Wie ich das alles mache? Aus meiner Sicht wächst man mit den Aufgaben und glücklicher Weise hilft mir mein Mann sehr viel. Man kann aber nicht alles planen – insbesondere nicht, wenn es um das Kind geht.

Und auch von der Hochschule habe ich sehr viel Unterstützung bekommen: auf Grund meiner guten Leistungen hatte ich in den letzten Semestern ein Deutschlandstipendium der Firma orbis, das es mir ermöglicht hat, mich auf die Gründung zu konzentrieren.

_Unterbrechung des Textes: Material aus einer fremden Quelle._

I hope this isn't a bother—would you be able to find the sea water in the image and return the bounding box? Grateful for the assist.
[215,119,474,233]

Bei der Gründung selbst haben mich Prof. Münter und die Existenzgründungsberaterin am fitt, Frau Anna Lawera, sehr unterstützt. Mein Traum ist wahr geworden.

Mom Entrepreneur oder „Momtrepreneur“ ist der Begriff, der mich momentan an besten beschreibt. Das ist genau das, was ich immer sein wollte – und jetzt bin!